Mittlerweile hat die IT der SBB ihre Aktivitäten im Bereich Enterprise Architecture Management weiter ausgebaut. Das Vorgehen des Projekts EAM I wurde auf die gesamte IT ausgedehnt, in der die Architektur heute eine zentrale Stelle einnimmt. Die Architekturmodelle, die inzwischen die komplette IT-Landschaft weitgehend erfassen, enthalten Informationen über rund 400 Geschäftsprozesse, 1000 Applikationen, 1700 Schnittstellen und 250 Technologien.
Zum Unternehmen
CSC
Die kalifornischen Computer Sciences Corporation (CSC) ist ein global führendes IT-Beratungs- und -Dienstleistungsunternehmen mit weltweit rund 89000 Mitarbeitern.
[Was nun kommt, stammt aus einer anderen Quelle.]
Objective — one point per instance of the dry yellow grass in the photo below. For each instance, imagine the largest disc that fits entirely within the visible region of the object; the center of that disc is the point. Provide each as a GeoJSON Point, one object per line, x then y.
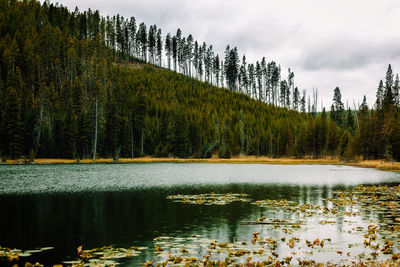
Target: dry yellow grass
{"type": "Point", "coordinates": [379, 164]}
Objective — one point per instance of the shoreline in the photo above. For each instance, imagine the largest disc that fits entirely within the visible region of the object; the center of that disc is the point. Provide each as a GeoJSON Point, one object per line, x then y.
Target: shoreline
{"type": "Point", "coordinates": [377, 164]}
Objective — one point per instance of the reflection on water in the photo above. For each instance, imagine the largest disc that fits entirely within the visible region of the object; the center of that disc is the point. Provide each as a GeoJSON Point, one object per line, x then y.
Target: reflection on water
{"type": "Point", "coordinates": [125, 205]}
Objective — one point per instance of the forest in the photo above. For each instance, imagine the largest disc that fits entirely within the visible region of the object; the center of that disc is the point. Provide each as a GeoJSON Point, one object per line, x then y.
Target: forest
{"type": "Point", "coordinates": [79, 85]}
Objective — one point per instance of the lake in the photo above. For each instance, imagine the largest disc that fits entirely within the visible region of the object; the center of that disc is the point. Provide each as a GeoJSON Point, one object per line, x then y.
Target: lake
{"type": "Point", "coordinates": [124, 205]}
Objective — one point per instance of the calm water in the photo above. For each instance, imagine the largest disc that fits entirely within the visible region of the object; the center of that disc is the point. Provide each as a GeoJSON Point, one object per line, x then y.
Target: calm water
{"type": "Point", "coordinates": [125, 205]}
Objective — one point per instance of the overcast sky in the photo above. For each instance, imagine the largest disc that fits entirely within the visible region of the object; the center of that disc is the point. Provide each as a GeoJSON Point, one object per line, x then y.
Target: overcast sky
{"type": "Point", "coordinates": [345, 43]}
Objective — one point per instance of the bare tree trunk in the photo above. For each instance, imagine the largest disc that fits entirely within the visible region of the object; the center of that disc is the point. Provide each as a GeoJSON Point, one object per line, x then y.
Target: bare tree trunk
{"type": "Point", "coordinates": [95, 134]}
{"type": "Point", "coordinates": [131, 137]}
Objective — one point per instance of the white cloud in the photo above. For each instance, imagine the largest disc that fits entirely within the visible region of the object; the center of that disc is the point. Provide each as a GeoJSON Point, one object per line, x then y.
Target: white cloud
{"type": "Point", "coordinates": [327, 43]}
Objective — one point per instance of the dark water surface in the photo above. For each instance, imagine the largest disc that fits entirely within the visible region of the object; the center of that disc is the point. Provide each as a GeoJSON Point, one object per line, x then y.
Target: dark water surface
{"type": "Point", "coordinates": [125, 205]}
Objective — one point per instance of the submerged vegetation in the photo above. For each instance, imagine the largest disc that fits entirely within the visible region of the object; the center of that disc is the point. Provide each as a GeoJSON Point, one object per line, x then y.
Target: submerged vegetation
{"type": "Point", "coordinates": [77, 85]}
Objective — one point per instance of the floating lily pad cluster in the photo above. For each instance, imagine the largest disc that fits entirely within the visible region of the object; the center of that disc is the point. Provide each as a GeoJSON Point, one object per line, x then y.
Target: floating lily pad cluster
{"type": "Point", "coordinates": [375, 243]}
{"type": "Point", "coordinates": [103, 256]}
{"type": "Point", "coordinates": [14, 255]}
{"type": "Point", "coordinates": [209, 199]}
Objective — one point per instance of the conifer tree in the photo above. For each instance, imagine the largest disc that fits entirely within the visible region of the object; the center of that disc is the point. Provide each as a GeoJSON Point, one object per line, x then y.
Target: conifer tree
{"type": "Point", "coordinates": [13, 123]}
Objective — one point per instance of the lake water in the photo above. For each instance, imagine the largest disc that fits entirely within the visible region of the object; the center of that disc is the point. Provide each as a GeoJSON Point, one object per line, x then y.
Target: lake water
{"type": "Point", "coordinates": [65, 206]}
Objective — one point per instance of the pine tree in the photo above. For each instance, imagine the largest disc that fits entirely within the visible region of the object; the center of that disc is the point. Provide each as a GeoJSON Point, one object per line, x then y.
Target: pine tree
{"type": "Point", "coordinates": [337, 113]}
{"type": "Point", "coordinates": [13, 123]}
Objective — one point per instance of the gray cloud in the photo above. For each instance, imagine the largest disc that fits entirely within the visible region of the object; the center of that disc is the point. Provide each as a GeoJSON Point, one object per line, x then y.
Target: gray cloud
{"type": "Point", "coordinates": [327, 43]}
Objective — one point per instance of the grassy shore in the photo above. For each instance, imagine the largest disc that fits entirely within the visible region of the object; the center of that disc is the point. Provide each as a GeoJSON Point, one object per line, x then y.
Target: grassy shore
{"type": "Point", "coordinates": [378, 164]}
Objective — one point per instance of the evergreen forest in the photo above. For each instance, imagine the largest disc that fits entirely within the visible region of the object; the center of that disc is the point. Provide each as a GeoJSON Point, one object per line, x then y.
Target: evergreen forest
{"type": "Point", "coordinates": [75, 84]}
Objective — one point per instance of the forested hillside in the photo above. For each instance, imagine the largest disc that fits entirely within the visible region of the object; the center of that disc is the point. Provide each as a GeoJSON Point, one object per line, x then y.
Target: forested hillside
{"type": "Point", "coordinates": [78, 85]}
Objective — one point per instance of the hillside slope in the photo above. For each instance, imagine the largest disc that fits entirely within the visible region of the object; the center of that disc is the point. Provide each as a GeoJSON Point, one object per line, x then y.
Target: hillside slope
{"type": "Point", "coordinates": [66, 96]}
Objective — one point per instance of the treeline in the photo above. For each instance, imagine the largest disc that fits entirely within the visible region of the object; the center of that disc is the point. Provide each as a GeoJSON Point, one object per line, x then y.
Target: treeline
{"type": "Point", "coordinates": [76, 85]}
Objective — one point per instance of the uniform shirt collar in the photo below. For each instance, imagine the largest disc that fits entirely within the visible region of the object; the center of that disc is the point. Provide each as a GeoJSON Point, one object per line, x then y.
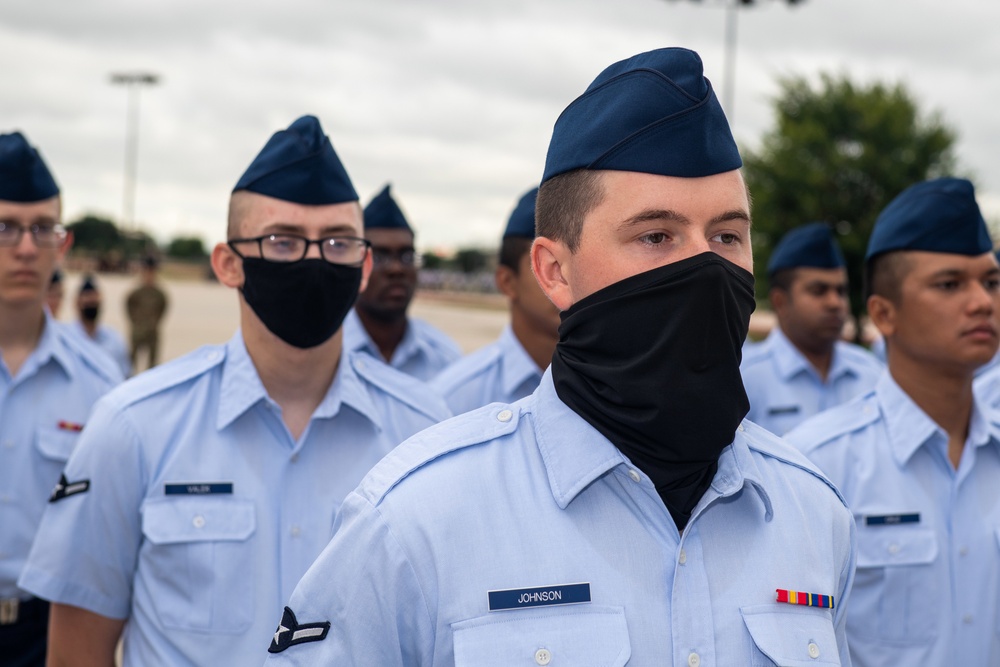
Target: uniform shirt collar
{"type": "Point", "coordinates": [242, 388]}
{"type": "Point", "coordinates": [575, 453]}
{"type": "Point", "coordinates": [516, 365]}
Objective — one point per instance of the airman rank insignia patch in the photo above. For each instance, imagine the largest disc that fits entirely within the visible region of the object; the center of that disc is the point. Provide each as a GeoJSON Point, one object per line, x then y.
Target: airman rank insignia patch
{"type": "Point", "coordinates": [65, 488]}
{"type": "Point", "coordinates": [807, 599]}
{"type": "Point", "coordinates": [290, 632]}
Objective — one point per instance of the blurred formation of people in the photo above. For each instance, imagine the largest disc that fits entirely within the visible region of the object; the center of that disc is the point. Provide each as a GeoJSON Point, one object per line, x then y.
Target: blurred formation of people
{"type": "Point", "coordinates": [146, 306]}
{"type": "Point", "coordinates": [49, 379]}
{"type": "Point", "coordinates": [379, 323]}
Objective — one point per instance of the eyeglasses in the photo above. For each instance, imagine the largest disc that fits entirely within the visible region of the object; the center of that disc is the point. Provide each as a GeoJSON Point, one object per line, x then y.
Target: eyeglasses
{"type": "Point", "coordinates": [44, 236]}
{"type": "Point", "coordinates": [347, 250]}
{"type": "Point", "coordinates": [381, 257]}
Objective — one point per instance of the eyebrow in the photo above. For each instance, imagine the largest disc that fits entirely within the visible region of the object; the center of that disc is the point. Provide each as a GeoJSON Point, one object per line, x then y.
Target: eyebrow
{"type": "Point", "coordinates": [667, 215]}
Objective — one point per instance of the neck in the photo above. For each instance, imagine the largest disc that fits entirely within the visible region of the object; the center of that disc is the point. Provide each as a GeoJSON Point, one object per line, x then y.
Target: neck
{"type": "Point", "coordinates": [386, 333]}
{"type": "Point", "coordinates": [296, 379]}
{"type": "Point", "coordinates": [21, 328]}
{"type": "Point", "coordinates": [945, 395]}
{"type": "Point", "coordinates": [819, 355]}
{"type": "Point", "coordinates": [539, 344]}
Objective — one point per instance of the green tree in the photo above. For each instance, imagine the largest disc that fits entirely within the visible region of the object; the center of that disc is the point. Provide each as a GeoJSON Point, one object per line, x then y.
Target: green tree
{"type": "Point", "coordinates": [839, 152]}
{"type": "Point", "coordinates": [187, 247]}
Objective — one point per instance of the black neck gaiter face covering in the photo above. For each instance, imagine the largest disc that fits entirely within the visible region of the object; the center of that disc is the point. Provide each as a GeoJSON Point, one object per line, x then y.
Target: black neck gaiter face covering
{"type": "Point", "coordinates": [303, 303]}
{"type": "Point", "coordinates": [653, 363]}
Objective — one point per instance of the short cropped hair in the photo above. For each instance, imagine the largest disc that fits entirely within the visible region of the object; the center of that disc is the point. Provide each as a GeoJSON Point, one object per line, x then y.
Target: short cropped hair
{"type": "Point", "coordinates": [512, 249]}
{"type": "Point", "coordinates": [564, 201]}
{"type": "Point", "coordinates": [884, 275]}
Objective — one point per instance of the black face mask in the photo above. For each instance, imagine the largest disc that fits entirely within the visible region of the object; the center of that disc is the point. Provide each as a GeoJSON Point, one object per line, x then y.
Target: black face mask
{"type": "Point", "coordinates": [653, 363]}
{"type": "Point", "coordinates": [303, 303]}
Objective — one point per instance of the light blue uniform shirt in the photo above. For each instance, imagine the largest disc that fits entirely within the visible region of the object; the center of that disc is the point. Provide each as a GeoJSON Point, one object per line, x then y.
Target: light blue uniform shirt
{"type": "Point", "coordinates": [927, 587]}
{"type": "Point", "coordinates": [423, 353]}
{"type": "Point", "coordinates": [528, 496]}
{"type": "Point", "coordinates": [501, 372]}
{"type": "Point", "coordinates": [202, 511]}
{"type": "Point", "coordinates": [41, 412]}
{"type": "Point", "coordinates": [110, 341]}
{"type": "Point", "coordinates": [784, 388]}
Die Schweizer Tochtergesellschaft beschäftigt 700 Mitarbeiter und machte 2006 schätzungsweise einen Umsatz von 253 Millionen Franken (Quelle Computerworld Top 500).
Begriffserklärung
Enterprise Architecture
Enterprise Architecture bezeichnet ein Modell, mit dem die Geschäftsprozesse eines Unternehmens, die dazu verwendeten Applikationen, die Datenstrukturen etc. abgebildet werden. Die Architektur wird zu diesem Zweck in eine Geschäfts- und eine Informationssystemarchitektur unterteilt und auf einer konzeptionellen Ebene dargestellt. Ziel dieser Modellierung ist es, bestehende Vernetzungen, Abhängigkeiten und Synergiepotenziale zu erkennen, um die IT-Architektur besser auf die Geschäftsarchitektur ausrichten und die Geschäftsprozesse reibungsloser und zu tieferen Kosten abwickeln zu können.